Planned: There will always be planned downtime to do server maintenance or EHR upgrades. These are a must to avoid unfortunate technological events. Think of it as getting routine maintenance on your car: if you stop getting your oil changed, your engine will eventually stop working. These routine planned events typically last 2-5 hours and most sites will schedule these monthly or bi-monthly.
Unplanned: Unplanned events can be caused by extreme weather, power outages, software failures or viruses, malicious malware attacks, wireless and network connectivity issues. Not being prepared for either could be catastrophic for your clinicians and ultimately result in harm or adverse outcomes for your patients.

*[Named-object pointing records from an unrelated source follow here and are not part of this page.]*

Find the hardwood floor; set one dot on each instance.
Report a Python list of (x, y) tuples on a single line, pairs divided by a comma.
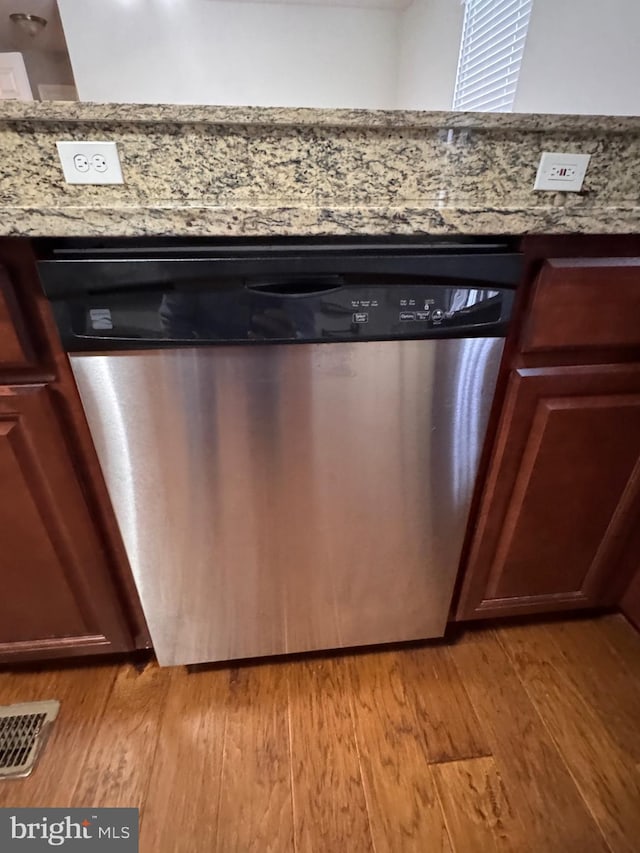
[(519, 738)]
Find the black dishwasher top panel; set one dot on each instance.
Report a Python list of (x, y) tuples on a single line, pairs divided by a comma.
[(320, 311)]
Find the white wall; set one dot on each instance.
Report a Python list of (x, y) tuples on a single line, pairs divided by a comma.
[(216, 52), (428, 48), (581, 56)]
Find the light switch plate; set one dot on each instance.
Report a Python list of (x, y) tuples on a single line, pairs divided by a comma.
[(90, 162), (561, 172)]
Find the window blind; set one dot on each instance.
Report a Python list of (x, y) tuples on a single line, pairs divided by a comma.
[(493, 37)]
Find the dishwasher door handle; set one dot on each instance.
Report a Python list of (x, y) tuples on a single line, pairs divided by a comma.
[(297, 288)]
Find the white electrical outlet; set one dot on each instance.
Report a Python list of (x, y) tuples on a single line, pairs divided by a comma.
[(561, 172), (90, 162)]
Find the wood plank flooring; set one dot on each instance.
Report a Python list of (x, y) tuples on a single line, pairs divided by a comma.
[(519, 738)]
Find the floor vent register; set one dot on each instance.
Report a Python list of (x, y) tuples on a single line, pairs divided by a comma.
[(23, 731)]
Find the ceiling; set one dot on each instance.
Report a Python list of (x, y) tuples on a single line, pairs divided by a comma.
[(13, 38)]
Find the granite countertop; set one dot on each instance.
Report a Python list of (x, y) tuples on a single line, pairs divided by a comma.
[(241, 171)]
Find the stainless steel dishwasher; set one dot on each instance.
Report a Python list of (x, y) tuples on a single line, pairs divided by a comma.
[(289, 434)]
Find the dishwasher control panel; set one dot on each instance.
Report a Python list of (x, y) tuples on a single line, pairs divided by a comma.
[(179, 316)]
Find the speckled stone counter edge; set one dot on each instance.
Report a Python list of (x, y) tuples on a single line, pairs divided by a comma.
[(247, 172), (286, 222), (80, 111)]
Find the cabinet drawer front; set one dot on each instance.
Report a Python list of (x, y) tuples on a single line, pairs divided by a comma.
[(15, 350), (585, 303)]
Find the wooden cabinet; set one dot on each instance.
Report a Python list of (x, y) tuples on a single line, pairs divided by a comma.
[(63, 591), (630, 600), (55, 591), (563, 493), (556, 520)]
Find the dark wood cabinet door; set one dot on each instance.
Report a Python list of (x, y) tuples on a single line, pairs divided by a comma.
[(562, 496), (56, 592)]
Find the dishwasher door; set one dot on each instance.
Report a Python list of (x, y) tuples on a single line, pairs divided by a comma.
[(283, 498)]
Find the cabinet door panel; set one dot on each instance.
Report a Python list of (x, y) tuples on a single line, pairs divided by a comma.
[(52, 568), (562, 493)]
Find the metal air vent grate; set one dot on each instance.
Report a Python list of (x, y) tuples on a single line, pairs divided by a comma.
[(23, 729)]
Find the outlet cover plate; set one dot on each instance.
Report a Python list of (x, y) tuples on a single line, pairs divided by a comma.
[(561, 172), (90, 162)]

Having the necessary clinical data to continue patient care, like the last administered medication, is absolutely essential to avoid these circumstances and reducing risk will make care delivery predictable. Downtime events can last several hours to days, or even longer in extreme cases. Being prepared for both a short-term EHR downtime and a longer period which may result in activating your disaster operational procedures will allow your doors to stay open to care for your community.
Phase one: The SAFER Guide measure will help guide your organization to actively prepare for either a planned or unplanned EHR downtime event.
Phase two: Establish a committee to lay the groundwork and make decisions. Ensure all departments are represented and kept in the loop. This is the committee that will put together your policies and procedures, make decisions on your communication methods, planned events, what technology and processes to use.
Phase three: Select a response team. This response team is responsible for gathering information during an event, assessing the risk, planning next steps so the appropriate communication can be distributed to the appropriate staff.
Phase four: Back up important data and distribute it electronically. First and foremost are clinical records and results for inpatients and outpatients: things like the medication administration record (MAR) from pharmacy; patient problem lists and allergies; clinical procedures recently ordered and resulted; clinical and physician documentation and notes.

Also consider the need for basic reports like the current inpatient census by location, patient demographic facesheets, scheduled outpatient visits and surgeries. Don't forget about ambulatory patient encounters, patient info from ED, and so on. Other helpful data during a downtime event can include employee contact and work schedule information, business office information, and financial account summary information from BAR.
Phase five: Provide documentation. Do you have policies and procedures in place and distributed throughout the organization? Be sure to provide checklists, basic resource information containing links, access information, how to contact the command center, etc.
Phase six: Educate your staff and test the plan. Most organizations only test their downtime processes and procedures during a planned event, typically when doing server maintenance or an EHR update. I would encourage everyone to consider doing these types of planned events periodically on different shifts. Another testing drill that has been successful are tabletop exercises. CMS recognizes the benefits of these exercises and provides a tabletop exercise template.